R/seqAllocatedMergeSplit.R
In sams: Merge-Split Samplers for Conjugate Bayesian Nonparametric Models

Documented in seqAllocatedMergeSplit

#' Merge-split Sampling for a Partition Based on Sequential Allocation of Items
#'
#' Merge-split proposals for conjugate "Chinese Restaurant Process" (CRP)

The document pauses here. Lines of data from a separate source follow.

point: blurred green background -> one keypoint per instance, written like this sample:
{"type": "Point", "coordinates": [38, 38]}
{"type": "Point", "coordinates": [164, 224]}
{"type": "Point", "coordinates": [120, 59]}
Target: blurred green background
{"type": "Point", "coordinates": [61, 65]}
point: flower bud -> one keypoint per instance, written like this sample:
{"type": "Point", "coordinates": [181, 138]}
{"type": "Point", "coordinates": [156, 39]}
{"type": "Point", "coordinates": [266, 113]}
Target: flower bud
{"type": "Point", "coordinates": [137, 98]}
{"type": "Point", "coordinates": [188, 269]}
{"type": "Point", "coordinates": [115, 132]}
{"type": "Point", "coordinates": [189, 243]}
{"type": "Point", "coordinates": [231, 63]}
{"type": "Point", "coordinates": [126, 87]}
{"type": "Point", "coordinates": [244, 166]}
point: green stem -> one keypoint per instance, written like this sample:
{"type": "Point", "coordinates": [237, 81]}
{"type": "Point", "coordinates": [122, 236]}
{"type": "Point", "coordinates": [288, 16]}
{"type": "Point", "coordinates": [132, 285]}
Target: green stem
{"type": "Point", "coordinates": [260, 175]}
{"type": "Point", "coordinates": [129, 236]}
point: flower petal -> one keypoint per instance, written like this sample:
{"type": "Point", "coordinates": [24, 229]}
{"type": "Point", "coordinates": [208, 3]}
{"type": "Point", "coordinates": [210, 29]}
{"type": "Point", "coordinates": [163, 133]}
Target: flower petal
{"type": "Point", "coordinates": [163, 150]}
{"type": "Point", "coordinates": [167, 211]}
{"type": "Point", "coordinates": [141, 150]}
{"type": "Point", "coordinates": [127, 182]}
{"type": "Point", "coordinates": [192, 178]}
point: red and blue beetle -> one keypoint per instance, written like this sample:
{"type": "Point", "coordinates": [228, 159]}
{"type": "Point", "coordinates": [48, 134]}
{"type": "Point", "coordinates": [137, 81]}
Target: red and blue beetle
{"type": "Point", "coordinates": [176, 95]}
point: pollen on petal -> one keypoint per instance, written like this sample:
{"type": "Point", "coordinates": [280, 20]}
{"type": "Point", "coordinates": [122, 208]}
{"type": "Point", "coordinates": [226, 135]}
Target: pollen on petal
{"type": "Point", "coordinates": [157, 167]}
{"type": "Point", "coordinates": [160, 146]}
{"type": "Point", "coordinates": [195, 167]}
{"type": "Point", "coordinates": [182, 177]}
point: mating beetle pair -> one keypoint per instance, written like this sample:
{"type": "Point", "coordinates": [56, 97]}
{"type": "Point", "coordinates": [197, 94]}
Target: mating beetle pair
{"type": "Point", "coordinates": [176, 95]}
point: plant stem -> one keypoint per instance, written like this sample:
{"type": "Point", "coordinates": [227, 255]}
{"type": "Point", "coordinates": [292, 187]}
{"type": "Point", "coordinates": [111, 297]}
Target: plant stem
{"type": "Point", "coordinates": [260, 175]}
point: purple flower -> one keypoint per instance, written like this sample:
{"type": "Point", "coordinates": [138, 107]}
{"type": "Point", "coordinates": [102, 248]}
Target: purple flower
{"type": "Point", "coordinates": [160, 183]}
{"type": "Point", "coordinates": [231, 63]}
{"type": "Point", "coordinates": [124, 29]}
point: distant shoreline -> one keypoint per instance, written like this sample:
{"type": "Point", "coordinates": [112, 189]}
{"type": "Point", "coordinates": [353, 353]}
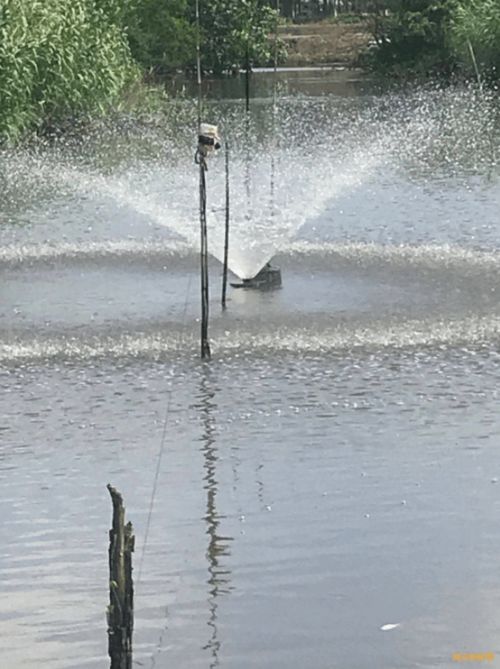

#' mixture models using sequential allocation of items (with additional
#' functionality for the two parameter CRP prior) as described in Dahl &
#' Newcomb (2022), as well as complementing these allocations with restricted
#' Gibbs scans such as those discussed in Jain & Neal (2004).
#'
#' @param partition A numeric vector of cluster labels representing the current
#'   partition.
#' @param logPosteriorPredictiveDensity A function taking an index \eqn{i} (as a
#'   numeric vector of length one) and a subset of integers \eqn{subset}, and
#'   returning the natural logarithm of \eqn{p( y_i | y_subset )}, i.e., that
#'   item's contribution to the log integrated likelihood given a subset of the
#'   other items. The default value "turns off" the likelihood, resulting in
#'   prior simulation (rather than posterior simulation).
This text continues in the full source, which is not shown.